High school students still residing under the care of their parents (for better or worse) will likely have a different impression of the pandemic than university students trying out their first “go” at independence. Doctors and nurses on the front lines will observe a different pandemic from teachers who (for the most part) were able to continue working from the security of their homes (again, for better or worse). Moreover, those who lost their jobs due to budget cuts and business losses resulting from Covid restrictions will experience economic difficulties which were not experienced by those who were able to maintain an income. Within “Gen Z” (ages 9-24) alone, there are children who have spent at least one fundamental year of grade school online (if they attended school at all), high school students, workers, college students, medical students recruited to work in hospitals due to staff shortages, and so on. The ways in which the pandemic may have shaped their visions of their future, their overall mentality and behaviors is likely to vary significantly depending on their position, or location, within society. Universalized generational characteristics simply cannot be applied here, and these incongruencies may exist within a single country, district or even city. The variety of experiences thus broadens when we consider how each country handled the pandemic differently.

This issue of locality raises another concern for delineating generations – if we consider generations as markers for understanding ideological shifts, how can we determine when these shifts occurred? Often, it is not one single event which triggers a shift, but a series of events and innovations which lead to change. To simplify things, however, consider how there was no Prague Spring in the US, no 9/11 in the UK, and no Berlin Wall in Czechia. These events (randomly selected here without context) occurred at different times and played a role in stimulating changes to the environment (e.g., enhanced security measures in the US after 911, the reunification of Germany after the fall of the Berlin Wall, etc.), which may have influenced the perceptions of citizens, depending on their location within society and how they were affected by the change. Therefore, when we examine the significance of locality on a broader scale, we may see that even the timeframe given for each generation may differ, and the characteristics applied to each certainly cannot apply on an international scale.

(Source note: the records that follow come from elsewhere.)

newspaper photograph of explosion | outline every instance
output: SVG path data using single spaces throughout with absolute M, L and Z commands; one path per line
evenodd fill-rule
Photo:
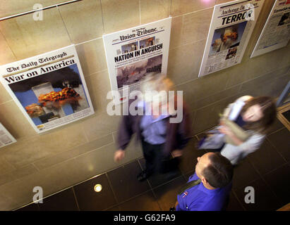
M 36 126 L 89 108 L 76 64 L 9 86 Z

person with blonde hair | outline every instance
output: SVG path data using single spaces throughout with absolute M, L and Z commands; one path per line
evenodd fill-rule
M 255 152 L 263 142 L 277 114 L 271 97 L 245 96 L 225 109 L 219 132 L 225 134 L 226 142 L 220 148 L 222 155 L 237 165 L 248 154 Z
M 182 149 L 191 138 L 191 119 L 183 102 L 178 101 L 176 96 L 169 94 L 174 91 L 174 83 L 164 75 L 153 74 L 141 86 L 143 95 L 135 108 L 142 108 L 142 115 L 123 115 L 119 125 L 117 138 L 118 150 L 114 160 L 125 157 L 125 149 L 132 135 L 136 134 L 137 141 L 142 143 L 145 169 L 138 176 L 140 181 L 154 172 L 166 173 L 177 167 Z M 171 98 L 169 98 L 171 96 Z M 130 100 L 128 105 L 135 99 Z M 170 107 L 169 101 L 174 107 Z M 175 108 L 181 106 L 180 122 L 171 122 L 177 117 Z M 167 163 L 174 162 L 174 163 Z

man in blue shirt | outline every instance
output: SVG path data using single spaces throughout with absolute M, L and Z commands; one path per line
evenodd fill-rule
M 195 174 L 177 195 L 176 211 L 225 210 L 233 172 L 230 161 L 219 153 L 208 153 L 198 158 Z

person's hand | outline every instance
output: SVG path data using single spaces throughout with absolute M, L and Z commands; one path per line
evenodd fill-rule
M 179 157 L 182 155 L 182 150 L 174 150 L 171 152 L 173 158 Z
M 225 124 L 223 124 L 222 126 L 220 127 L 220 128 L 219 129 L 219 132 L 224 134 L 226 135 L 229 135 L 229 136 L 232 136 L 233 135 L 233 132 L 231 131 L 231 130 L 229 128 L 229 127 L 227 127 Z
M 125 151 L 123 150 L 119 149 L 115 152 L 115 155 L 114 155 L 114 160 L 115 162 L 119 162 L 123 160 L 125 157 Z

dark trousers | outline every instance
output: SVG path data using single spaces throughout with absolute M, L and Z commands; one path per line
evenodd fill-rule
M 161 162 L 162 160 L 163 144 L 152 145 L 144 140 L 142 141 L 142 149 L 145 159 L 146 172 L 152 174 L 160 172 L 162 169 Z
M 146 172 L 166 173 L 177 169 L 179 158 L 172 158 L 163 154 L 164 144 L 152 145 L 142 140 L 142 148 L 145 159 Z

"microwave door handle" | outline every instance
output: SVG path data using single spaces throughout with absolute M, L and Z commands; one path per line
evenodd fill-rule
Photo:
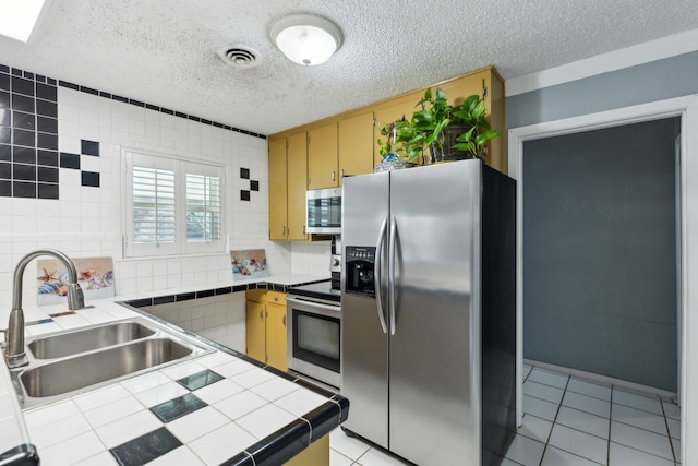
M 395 216 L 390 222 L 390 238 L 388 240 L 388 311 L 390 313 L 390 335 L 395 335 L 395 239 L 397 238 L 397 222 Z
M 381 321 L 381 327 L 383 328 L 383 333 L 387 335 L 388 328 L 385 322 L 385 315 L 383 312 L 383 298 L 381 297 L 381 284 L 383 279 L 381 277 L 381 263 L 383 258 L 383 243 L 385 242 L 385 230 L 388 225 L 387 217 L 381 224 L 381 229 L 378 230 L 378 242 L 375 246 L 375 262 L 374 262 L 374 271 L 373 271 L 373 286 L 375 288 L 375 304 L 378 310 L 378 320 Z

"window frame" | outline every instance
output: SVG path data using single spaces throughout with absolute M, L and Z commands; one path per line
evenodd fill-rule
M 194 159 L 141 148 L 122 148 L 123 164 L 123 255 L 124 259 L 149 256 L 204 255 L 225 252 L 227 248 L 226 174 L 225 164 Z M 174 172 L 174 242 L 137 243 L 133 230 L 133 167 L 156 168 Z M 186 175 L 209 176 L 219 179 L 219 235 L 213 241 L 188 241 Z

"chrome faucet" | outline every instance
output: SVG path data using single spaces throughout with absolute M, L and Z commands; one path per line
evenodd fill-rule
M 24 350 L 24 311 L 22 310 L 22 275 L 24 268 L 33 259 L 39 255 L 52 255 L 60 260 L 68 271 L 68 309 L 76 310 L 85 307 L 85 296 L 83 289 L 77 284 L 77 271 L 75 265 L 64 253 L 55 249 L 40 249 L 29 252 L 17 263 L 14 268 L 14 289 L 12 291 L 12 311 L 10 312 L 10 322 L 4 333 L 5 351 L 4 358 L 10 369 L 25 366 L 26 351 Z

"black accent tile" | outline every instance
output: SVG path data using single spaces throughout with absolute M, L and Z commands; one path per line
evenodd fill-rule
M 12 143 L 27 147 L 36 147 L 36 131 L 12 129 Z
M 80 91 L 80 86 L 77 84 L 69 83 L 68 81 L 59 81 L 58 85 L 61 87 L 68 87 L 69 89 Z
M 36 150 L 34 147 L 21 147 L 15 145 L 12 147 L 12 162 L 15 164 L 36 165 Z
M 12 76 L 12 93 L 34 97 L 34 81 Z
M 256 466 L 252 456 L 248 455 L 245 452 L 240 452 L 230 459 L 227 459 L 225 463 L 221 463 L 220 466 Z
M 198 396 L 193 393 L 188 393 L 179 398 L 155 405 L 151 408 L 151 411 L 163 422 L 170 422 L 182 416 L 192 414 L 195 410 L 205 408 L 206 406 L 208 406 L 208 404 Z
M 245 451 L 254 457 L 257 465 L 280 465 L 305 450 L 308 445 L 310 427 L 302 419 L 296 419 Z
M 99 174 L 94 171 L 82 171 L 80 176 L 82 186 L 99 188 Z
M 161 427 L 110 450 L 122 466 L 141 466 L 182 446 L 167 428 Z
M 37 116 L 36 130 L 43 133 L 58 134 L 58 120 L 56 118 Z
M 36 146 L 58 151 L 58 134 L 36 133 Z
M 36 158 L 39 165 L 58 167 L 58 152 L 38 150 Z
M 146 308 L 148 306 L 153 306 L 153 300 L 151 298 L 133 299 L 131 301 L 127 301 L 127 304 L 133 306 L 134 308 Z
M 201 291 L 196 291 L 196 299 L 198 298 L 208 298 L 210 296 L 215 296 L 215 291 L 213 289 L 203 289 Z
M 80 155 L 61 152 L 61 168 L 74 168 L 80 170 Z
M 195 292 L 182 292 L 177 295 L 176 297 L 177 301 L 189 301 L 191 299 L 196 299 L 196 294 Z
M 44 117 L 58 118 L 58 105 L 48 100 L 36 100 L 36 113 Z
M 327 402 L 303 416 L 312 427 L 311 431 L 313 438 L 311 441 L 315 441 L 328 434 L 339 426 L 339 406 L 332 402 Z
M 39 199 L 58 199 L 58 184 L 39 183 Z
M 57 101 L 58 100 L 58 89 L 56 86 L 49 86 L 48 84 L 36 84 L 36 96 L 38 98 L 43 98 L 44 100 Z
M 36 183 L 26 181 L 12 181 L 12 195 L 14 198 L 36 199 Z
M 80 140 L 80 153 L 84 155 L 96 155 L 99 157 L 99 142 Z
M 12 179 L 36 181 L 36 165 L 12 164 Z
M 12 94 L 12 109 L 34 113 L 36 111 L 34 97 Z
M 45 183 L 58 182 L 58 168 L 38 167 L 38 180 Z
M 167 304 L 168 302 L 174 302 L 176 300 L 177 300 L 177 296 L 176 295 L 157 296 L 157 297 L 153 298 L 153 306 Z
M 219 373 L 212 371 L 210 369 L 196 372 L 195 374 L 188 375 L 177 381 L 180 385 L 189 389 L 190 391 L 198 390 L 212 383 L 216 383 L 225 378 Z
M 25 113 L 24 111 L 13 111 L 12 126 L 23 130 L 34 130 L 36 129 L 36 115 Z

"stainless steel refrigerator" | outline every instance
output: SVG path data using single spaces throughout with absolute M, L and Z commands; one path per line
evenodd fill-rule
M 479 159 L 344 179 L 344 428 L 421 466 L 516 431 L 516 186 Z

Although the division of society into concrete generational chunks may be a useful thought exercise to begin evaluating how and why larger ideological shifts occur, one must consider how individuals may be influenced differently by the same changes in their environment, depending on their location within society at the time. This may lead to certain commonalities among people of the same age, profession, economic status (etc.), as these factors determine their location within society. Nevertheless, this does not mean that these characteristics can be applied to Gen X, Y, or Z universally on an international scale without questioning if and why any discrepancies may exist.

Mannheim, K. (1972). The Problem of Generations. In P. Kecskemeti (Ed.), Karl Mannheim: Essays (2nd ed., pp. 276-322). Routledge. (Original work published 1927).